Reassign all Guardian User Object Permissions from one Django User to another Django User

122 views Asked by At

I have a Django system that uses Guardian's User Object Permissions for access control. I want to write a function that finds all permissions across all content types associated with an "old" user and assign them to a "new" user. I cannot query UserObjectPermission directly because our system uses direct foreign key models for performance reasons.

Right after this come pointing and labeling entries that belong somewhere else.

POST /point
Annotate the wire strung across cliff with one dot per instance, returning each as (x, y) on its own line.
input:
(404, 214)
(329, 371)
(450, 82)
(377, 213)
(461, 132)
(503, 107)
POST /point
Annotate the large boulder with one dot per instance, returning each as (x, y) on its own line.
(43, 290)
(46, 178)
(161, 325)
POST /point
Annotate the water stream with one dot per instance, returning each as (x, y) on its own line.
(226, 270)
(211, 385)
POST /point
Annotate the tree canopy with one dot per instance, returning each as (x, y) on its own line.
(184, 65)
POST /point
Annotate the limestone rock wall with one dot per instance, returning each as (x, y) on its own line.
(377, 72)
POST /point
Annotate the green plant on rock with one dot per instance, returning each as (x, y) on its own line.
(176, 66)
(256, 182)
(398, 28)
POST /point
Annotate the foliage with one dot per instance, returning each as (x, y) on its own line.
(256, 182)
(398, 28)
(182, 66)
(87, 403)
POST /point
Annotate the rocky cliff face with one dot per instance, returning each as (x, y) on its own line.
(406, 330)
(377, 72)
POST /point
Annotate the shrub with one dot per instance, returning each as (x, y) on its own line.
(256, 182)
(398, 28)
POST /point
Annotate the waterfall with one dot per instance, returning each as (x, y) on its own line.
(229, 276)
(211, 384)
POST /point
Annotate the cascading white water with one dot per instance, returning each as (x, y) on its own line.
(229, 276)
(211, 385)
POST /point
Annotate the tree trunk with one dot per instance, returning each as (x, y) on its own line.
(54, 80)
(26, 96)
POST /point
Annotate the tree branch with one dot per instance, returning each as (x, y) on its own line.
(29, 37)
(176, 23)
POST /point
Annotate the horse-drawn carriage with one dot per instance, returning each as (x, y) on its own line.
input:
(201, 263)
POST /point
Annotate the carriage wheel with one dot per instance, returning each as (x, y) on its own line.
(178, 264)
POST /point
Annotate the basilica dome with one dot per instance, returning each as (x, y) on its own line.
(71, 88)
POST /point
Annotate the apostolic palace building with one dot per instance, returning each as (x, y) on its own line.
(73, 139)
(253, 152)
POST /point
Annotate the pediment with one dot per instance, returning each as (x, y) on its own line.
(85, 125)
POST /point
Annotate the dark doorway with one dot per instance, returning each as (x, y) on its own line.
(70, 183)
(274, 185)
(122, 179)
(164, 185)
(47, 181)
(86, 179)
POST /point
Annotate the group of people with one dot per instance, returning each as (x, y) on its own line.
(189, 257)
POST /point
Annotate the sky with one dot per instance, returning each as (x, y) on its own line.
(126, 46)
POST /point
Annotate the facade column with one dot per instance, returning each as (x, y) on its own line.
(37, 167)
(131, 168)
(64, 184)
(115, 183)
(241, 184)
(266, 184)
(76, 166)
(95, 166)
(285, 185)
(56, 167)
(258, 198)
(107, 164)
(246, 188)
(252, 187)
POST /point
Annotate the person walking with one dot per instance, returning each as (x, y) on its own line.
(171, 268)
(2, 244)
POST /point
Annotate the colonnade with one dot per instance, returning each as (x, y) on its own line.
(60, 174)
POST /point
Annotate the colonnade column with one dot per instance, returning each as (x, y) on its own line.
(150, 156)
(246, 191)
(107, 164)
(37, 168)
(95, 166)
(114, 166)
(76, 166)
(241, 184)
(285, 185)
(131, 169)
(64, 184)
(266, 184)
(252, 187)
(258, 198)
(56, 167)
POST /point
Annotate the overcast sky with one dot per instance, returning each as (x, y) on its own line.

Here is an example of what I want

from django.contrib.auth.models import User
from guardian.shortcuts import get_objects_for_user, assign_perm

def update_permissions_for_user(old_user, new_user):
    # Retrieve all USER permission objects for the old user
    # this throws exception because it requires a perms param that I do not want to provide.  I want all objects across all models
    old_user_permissions = get_objects_for_user(old_user, use_groups=False, any_perm=False, with_superuser=False, accept_global_perms=False)

    # Iterate through each permission object and update it to point to the new user
    for permission in old_user_permissions:
        assign_perm(permission.codename, new_user, permission)
        remove_perm(permission.codename, old_user, permission)

    
# Example usage:
old_user = User.objects.get(username='old_username')  # Replace 'old_username' with the actual username
new_user = User.objects.get(username='new_username')  # Replace 'new_username' with the actual username

update_permissions_for_user(old_user, new_user)

If we were not using Direct Foreign Key models the code would simply be:

user_objects_permission_qs = UserObjectPermission.objects.filter(user=current_user)
affected_rows = user_objects_permission_qs.update(user=new_user)

However, the problem with the example of what I want is that get_objects_for_user requires a perms parameter. And, as per the Guardian documentation

If more than one permission is present within sequence, their content type must be the same or MixedContentTypeError exception would be raised.

So this cannot work for objects with different content types. Any suggestions? I also considered using get_user_perms but this also requires an object parameter.

Here is how we create direct foreign key models

class MyModelUserObjectPermission(UserObjectPermissionBase):
    content_object = models.ForeignKey(MyModel, on_delete=models.CASCADE)

Post Script

@willeM_ Van Onsem solution works great in SQLite but raises the following error in MySQL.

Additionally we had to check explicitly for UserObjectPermission class ( because for some models we’re still using this ) and treat this model differently due to it having a different schema

You can't specify target table 'tablename' for update in FROM clause"

We had to change ~Exists to .exclude(). In MySQL you cannot join against the table you're updating in the same statement

1

There are 1 answers

2
willeM_ Van Onsem On BEST ANSWER

In this case, we can probably do this in "bulk" as in, one query per subclass of the UserObjectPermissionBase. There is however a possible caveat: if we want to assign the permission to the new user, and the user already got that permission.

The query for single model would look like:

MyModelUserObjectPermission.objects.filter(user=old_user).update(user=new_user)

but this will fail if the permission already exists for the new user, because then there is a uniqness constraint that will fail.

We can however look before we leap [wiki], with:

from django.db.models import Exists, OuterRef

MyModelUserObjectPermission.objects.filter(
    ~Exists(
        MyModelUserObjectPermission.objects.filter(
            user=new_user,
            content_object=OuterRef('content_object'),
            permission=OuterRef('permission'),
        )
    ),
    user=old_user,
).update(user=new_user)
MyModelUserObjectPermission.objects.filter(user=old_user).delete()

This will thus first check if we can change it, so that there is no MyModelUserObjectPermission for the same object, permission and the new user. If that is the case we update it. In a second query, we then remove the permissions from the old user that still were there.

Now the only thing we still need to do, is do this for all model, we can do this by looking for subclasses of the UserObjectPermissionBase:

from django.db.models import Exists, OuterRef
from guardian.models.models import UserObjectPermissionBase


def change_perm_for_klass(klass, old_user, new_user):
    klass.objects.filter(
        ~Exists(
            klass.objects.filter(
                user=new_user,
                content_object=OuterRef('content_object'),
                permission=OuterRef('permission'),
            )
        ),
        user=old_user,
    ).update(user=new_user)
    klass.objects.filter(user=old_user).delete()


def update_permissions_for_user(old_user, new_user):
    subclasses = set()
    new_gen = {UserObjectPermissionBase}
    while new_gen:
        subclasses.update(new_gen)
        new_gen = {sc for k in new_gen for sc in k.__subclasses__()}
    for klass in subclasses:
        if not klass._meta.abstract:
            change_perm_for_klass(klass, old_user, new_user)

Here we thus first wall down the class hierarchies, to look for all subclasses of UserObjectPermissionBase, next we will call change_perm_for_klass(…) for all these models that are not abstract.

The logic of course only works if you implemented django-guardian by defining subclasses of the UserObjectPermissionBase.